When the mouth becomes a source of pain, it is quite unsettling for some kids. If you’ve ever bitten the inside of your cheek, you know how distracting a bit of newly irregular flesh can be. For a baby, the intrusion of a hard, sharp tooth through tender, swollen gums can be quite an adjustment. Some get used to it quickly, but at first it can be more uncomfortable than a pebble in a shoe.
The teeth (or tooth) that causes the most pain varies from child to child. It is often the first tooth that causes the most discomfort — or those big molars, when they arrive. For many babies, working on several teeth at once is the worst…..”

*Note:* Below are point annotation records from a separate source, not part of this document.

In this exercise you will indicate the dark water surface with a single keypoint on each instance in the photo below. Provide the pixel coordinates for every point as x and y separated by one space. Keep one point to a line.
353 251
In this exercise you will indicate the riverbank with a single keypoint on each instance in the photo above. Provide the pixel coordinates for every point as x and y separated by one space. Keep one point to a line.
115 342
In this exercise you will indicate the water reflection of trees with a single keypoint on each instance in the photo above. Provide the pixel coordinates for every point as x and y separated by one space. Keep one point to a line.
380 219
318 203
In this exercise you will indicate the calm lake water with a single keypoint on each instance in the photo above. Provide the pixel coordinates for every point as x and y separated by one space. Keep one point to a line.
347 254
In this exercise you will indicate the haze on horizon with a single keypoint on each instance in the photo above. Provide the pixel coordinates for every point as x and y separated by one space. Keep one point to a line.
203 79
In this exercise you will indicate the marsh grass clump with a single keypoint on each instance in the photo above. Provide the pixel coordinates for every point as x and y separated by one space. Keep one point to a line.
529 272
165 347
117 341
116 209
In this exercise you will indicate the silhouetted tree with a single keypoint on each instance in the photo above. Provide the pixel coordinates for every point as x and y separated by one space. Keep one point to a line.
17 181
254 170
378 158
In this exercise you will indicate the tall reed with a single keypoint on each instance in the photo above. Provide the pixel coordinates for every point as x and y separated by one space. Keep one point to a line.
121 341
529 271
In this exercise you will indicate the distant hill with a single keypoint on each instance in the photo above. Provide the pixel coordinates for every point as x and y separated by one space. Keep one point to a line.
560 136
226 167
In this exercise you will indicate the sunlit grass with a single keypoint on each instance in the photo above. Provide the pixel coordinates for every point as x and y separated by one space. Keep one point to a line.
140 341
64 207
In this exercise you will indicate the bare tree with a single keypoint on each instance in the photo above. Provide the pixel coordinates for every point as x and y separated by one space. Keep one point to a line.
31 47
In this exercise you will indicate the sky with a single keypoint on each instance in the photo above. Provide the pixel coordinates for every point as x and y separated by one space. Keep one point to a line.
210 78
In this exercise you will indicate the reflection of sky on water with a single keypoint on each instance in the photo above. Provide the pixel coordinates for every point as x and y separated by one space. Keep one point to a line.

In a nutshell? The golden rule of parenting: Each child is different. I got off lightly with my other two on the teething, but Wills didn’t put me through the torment of colic like Ollie did. Ollie is now a saintly 3 year old, but Nat was a terror at that age. So I as I watch Wills playing on his exersaucer, he stops, looks right into my eyes and gives me a toothy smile,
I realize that no matter how tough these baby stages can be it doesn’t really matter when they smile at you like that.